The resulting kernel function is the sum of the functions and the width of the resulting low-rank representation will be the sum of widths for each of the terms.

Parameters

*terms – Any number of Term subclasses to add together.

class celerite2.terms.TermProduct(term1, term2)

A product of two Term objects

The resulting kernel function is the product of the two functions and the resulting low-rank representation will in general be wider than the sum of the two widths.

Parameters
• term1 (Term) – The left term.

• term2 (Term) – The right term.

class celerite2.terms.TermDiff(term)

Take the first derivative of a term with respect to the lag

Parameters

term (Term) – The term to differentiate.

class celerite2.terms.TermConvolution(term, delta)

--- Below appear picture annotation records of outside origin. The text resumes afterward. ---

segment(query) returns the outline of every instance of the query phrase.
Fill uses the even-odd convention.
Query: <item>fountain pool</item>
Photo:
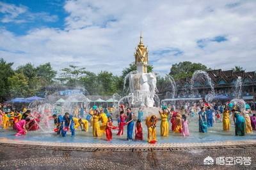
[[[256,139],[256,132],[250,134],[246,134],[245,136],[236,136],[235,127],[234,124],[231,125],[231,130],[228,132],[222,131],[222,122],[216,122],[214,127],[209,128],[207,133],[199,133],[198,125],[198,118],[193,117],[189,118],[189,128],[190,136],[184,138],[181,134],[176,134],[170,131],[169,136],[162,138],[160,136],[160,122],[157,122],[157,135],[158,143],[209,143],[225,141],[244,141],[246,139]],[[53,122],[52,122],[53,124]],[[114,121],[114,125],[117,125],[117,122]],[[171,126],[170,125],[170,127]],[[26,136],[15,137],[15,131],[13,130],[3,130],[0,129],[0,138],[7,138],[15,141],[31,141],[40,142],[56,142],[56,143],[113,143],[113,144],[127,144],[134,145],[138,143],[147,143],[147,129],[143,122],[143,141],[126,141],[126,127],[122,136],[116,135],[117,131],[112,131],[113,140],[109,143],[103,136],[101,138],[93,138],[92,136],[92,128],[89,128],[87,132],[82,132],[79,130],[76,131],[76,136],[71,138],[70,132],[68,132],[67,137],[63,138],[57,135],[53,131],[51,132],[42,132],[40,131],[29,131]]]

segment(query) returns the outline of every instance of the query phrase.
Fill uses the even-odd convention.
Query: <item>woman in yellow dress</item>
[[[3,117],[3,129],[8,129],[9,128],[10,115],[6,113]]]
[[[225,109],[223,112],[222,125],[223,127],[223,131],[229,131],[229,129],[230,129],[230,122],[229,120],[229,110],[227,107]]]
[[[99,110],[97,109],[97,106],[93,107],[89,112],[89,114],[92,117],[92,134],[94,137],[102,136],[101,131],[100,129],[100,124],[99,119],[100,117]]]
[[[77,129],[77,127],[79,127],[80,126],[79,122],[79,118],[77,117],[73,117],[73,121],[74,121],[74,124],[75,124],[75,129]]]
[[[146,125],[148,127],[148,142],[149,143],[155,143],[156,139],[156,123],[157,118],[156,116],[152,115],[146,118]]]
[[[161,110],[159,110],[159,115],[161,116],[161,126],[160,132],[161,136],[166,137],[169,135],[169,123],[168,121],[170,110],[167,106],[162,106]]]
[[[174,129],[174,132],[181,133],[182,132],[182,122],[181,119],[181,115],[178,113],[176,117],[176,127]]]
[[[87,120],[79,118],[78,120],[82,131],[87,132],[89,129],[89,122]]]
[[[245,125],[246,125],[245,132],[246,134],[252,133],[252,127],[251,124],[251,118],[249,116],[249,112],[245,111],[244,113],[244,117],[245,119]]]

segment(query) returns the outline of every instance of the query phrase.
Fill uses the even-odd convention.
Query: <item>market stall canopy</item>
[[[94,102],[99,102],[99,103],[103,103],[103,102],[106,102],[106,101],[102,100],[100,98],[99,98],[98,99],[97,99],[96,101],[94,101]]]
[[[117,103],[117,102],[118,102],[118,101],[117,101],[117,100],[115,100],[114,101],[114,99],[113,98],[109,98],[108,100],[106,100],[106,101],[108,102],[108,103],[114,103],[114,102],[115,103]]]
[[[25,99],[30,101],[33,101],[44,100],[44,98],[42,98],[42,97],[40,97],[38,96],[32,96],[32,97],[30,97],[26,98]]]
[[[202,98],[175,98],[175,99],[166,99],[164,100],[162,100],[163,102],[166,102],[166,101],[200,101],[201,100]]]
[[[62,98],[60,98],[60,99],[56,101],[56,103],[65,103],[65,101]]]

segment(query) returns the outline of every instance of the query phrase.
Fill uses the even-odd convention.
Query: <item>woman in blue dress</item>
[[[127,118],[126,120],[126,124],[127,125],[127,141],[132,140],[132,131],[133,131],[133,113],[131,111],[131,108],[127,109]]]
[[[206,118],[205,108],[201,108],[201,111],[198,113],[199,115],[199,132],[205,133],[207,132],[207,121]]]
[[[64,129],[63,131],[62,136],[65,137],[67,131],[70,129],[72,137],[75,136],[75,125],[73,120],[73,115],[69,115],[68,113],[65,113],[63,117],[63,121],[64,122]]]
[[[236,136],[244,136],[245,134],[245,119],[240,115],[240,112],[232,110],[233,120],[235,123]]]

A term corresponding to the integral of another term over a boxcar

The process produced by this term is equivalent to the process produced by convolving the base process with a boxcar of length delta. This can be useful, for example, when taking exposure time integration into account.

Parameters
• term (Term) – The term describing the base process.

• delta (float) – The width of the boxcar filter (for example, the exposure time).

### Other models¶

These models are included for backwards compatibility, but their use is not recommended unless you’re confident that you know what you’re doing.

class celerite2.terms.RealTerm(*, a, c)

The simplest celerite term

Warning

You should only use this term if you really know what you’re doing because it will generally behave poorly. Check out SHOTerm instead!

This term has the form

$k(\tau) = a_j\,e^{-c_j\,\tau}$

with the parameters a and c.

Strictly speaking, for a sum of terms, the parameter a could be allowed to go negative but since it is somewhat subtle to ensure positive definiteness, we recommend keeping both parameters strictly positive. Advanced users can build a custom term that has negative coefficients but care should be taken to ensure positivity.

Parameters
• a – The amplitude of the term.

• c – The exponent of the term.

class celerite2.terms.ComplexTerm(*, a, b, c, d)

A general celerite term

Warning

You should only use this term if you really know what you’re doing because it will generally behave poorly. Check out SHOTerm instead!

This term has the form

$k(\tau) = \frac{1}{2}\,\left[(a_j + b_j)\,e^{-(c_j+d_j)\,\tau} + (a_j - b_j)\,e^{-(c_j-d_j)\,\tau}\right]$

with the parameters a, b, c, and d.

This term will only correspond to a positive definite kernel (on its own) if $$a_j\,c_j \ge b_j\,d_j$$.

Parameters
• a – The real part of amplitude.

• b – The imaginary part of amplitude.

• c – The real part of the exponent.

• d – The imaginary part of exponent.

class celerite2.terms.OriginalCeleriteTerm(term)

A wrapper around terms defined using the original celerite package

Parameters

term (celerite.terms.Term) – The term defined using celerite.